Mr Charles T. Kotuby Jr.


Jones Day Washington 




General principles of law” are in integral part of international law and—increasingly--the settlement of international disputes. They are the marriage of universal principles of private, commercial and administrative law; elevated onto the international plane, they serve to legitimatize the international arbitral process in the eyes of stakeholders and participants in the process. This is especially true whenever public interests are involved.

By their inclusion in the 1920 Statute of the PCIJ as one of the primary sources of international law, these principles have long been relegated to only inter-state disputes. That began to change near the turn of the twentieth century, when the creation of ad hoc claims commissions to adjudicate private claims under international law indicated the need for a more comprehensive system of international law.

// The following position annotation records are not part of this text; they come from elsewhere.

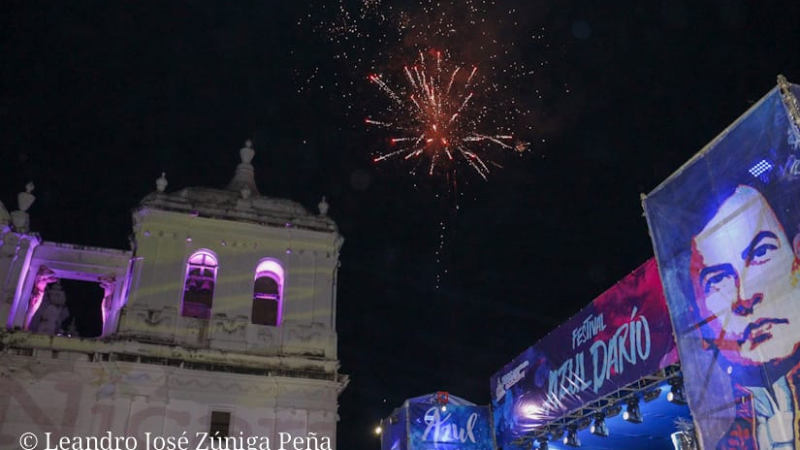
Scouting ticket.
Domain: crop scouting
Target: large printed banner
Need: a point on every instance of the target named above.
(454, 428)
(621, 336)
(725, 232)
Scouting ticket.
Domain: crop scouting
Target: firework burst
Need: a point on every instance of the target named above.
(436, 118)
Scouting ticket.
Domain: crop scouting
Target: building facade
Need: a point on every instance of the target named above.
(220, 320)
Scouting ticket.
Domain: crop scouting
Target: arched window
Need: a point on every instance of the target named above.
(268, 293)
(198, 289)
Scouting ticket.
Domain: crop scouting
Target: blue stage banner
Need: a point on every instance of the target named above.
(622, 336)
(393, 435)
(725, 233)
(454, 427)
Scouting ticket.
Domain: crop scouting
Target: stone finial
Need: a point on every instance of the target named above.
(20, 217)
(26, 199)
(245, 173)
(161, 182)
(323, 207)
(4, 216)
(247, 152)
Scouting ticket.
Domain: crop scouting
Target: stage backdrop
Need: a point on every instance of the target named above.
(620, 337)
(724, 229)
(422, 424)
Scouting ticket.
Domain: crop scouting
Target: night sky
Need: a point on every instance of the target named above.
(98, 98)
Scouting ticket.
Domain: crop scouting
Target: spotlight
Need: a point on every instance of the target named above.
(599, 427)
(677, 395)
(613, 411)
(633, 414)
(583, 423)
(760, 168)
(571, 439)
(649, 396)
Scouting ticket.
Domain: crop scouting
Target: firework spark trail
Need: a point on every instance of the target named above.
(384, 87)
(438, 122)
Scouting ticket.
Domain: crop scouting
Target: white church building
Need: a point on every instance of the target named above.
(220, 320)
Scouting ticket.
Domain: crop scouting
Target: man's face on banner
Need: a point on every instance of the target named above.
(743, 271)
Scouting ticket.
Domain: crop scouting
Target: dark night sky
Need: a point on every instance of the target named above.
(97, 98)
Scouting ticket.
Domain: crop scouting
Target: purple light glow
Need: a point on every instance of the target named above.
(273, 268)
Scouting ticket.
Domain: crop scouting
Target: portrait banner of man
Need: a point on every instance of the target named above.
(726, 234)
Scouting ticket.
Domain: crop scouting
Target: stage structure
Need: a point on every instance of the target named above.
(615, 352)
(725, 229)
(438, 421)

The architects of this system needed a link between the developed systems of municipal law and the inchoate system of international justice, but one that was stabilized on principles to which no one could object. Pacta sunt servanda, estoppel, res judicata and fraus omnia corrumpit are among the concrete legal principles obtaining in virtually all legal systems that increasingly find expression in the work of international arbitration tribunals. In commercial cases they can provide a corrective choice of applicable law when the dispute is an transnational one. In investment cases they serve as substantive guarantees for the rights of private parties vis-à-vis foreign States, be it by guiding the application of governing law, interpreting international contracts free of local idiosyncrasies, or defining what constitutes “fair and equitable” for foreign investments. When those principles concern the State’s role in administering justice to foreigners, they form a basic concept of “international due process” which all states must aspire to provide, and thereby provide the standard whereby municipal judgments achieve international circulation. When properly developed, embraced and applied, these principles do not supplant municipal law, but apply its fundamental core for the betterment of the regime of international dispute resolution.

The panel for this program will include esteemed local practitioners and specialists in international commercial and investment arbitration, who will discuss how these principles can and have been applied before international tribunals. The panel will be moderated by Charles T. Kotuby Jr., Partner at Jones Day in Washington DC and the co-author of the most recent book on this topic—General Principles of Law and International Due Process: Principles and Norms Applicable to Transnational Disputes (Oxford: 2017).


Charles Kotuby is an international law counsel who represents multinational corporations, sovereign states, and state-owned entities in complex international disputes. He has acted in international arbitrations and litigations across a range of sectors and industries, including oil & gas, aviation, mining, and other extractive projects.

His practice is focused on investment arbitration and litigation involving foreign sovereigns, and on novel issues of public and private international law. He has appeared as counsel in international matters before the U.S. Supreme Court, the Court of Justice of the European Union, ICSID and UNCITRAL tribunals. Charles has been counsel to Chevron in its multibillion dollar dispute in Ecuador, and is currently counsel to a number of Canadian mining clients with treaty-based arbitral claims against the Republic of Kazakhstan. He also regularly advises clients on treaty rights, investment protections, international border, and maritime issues.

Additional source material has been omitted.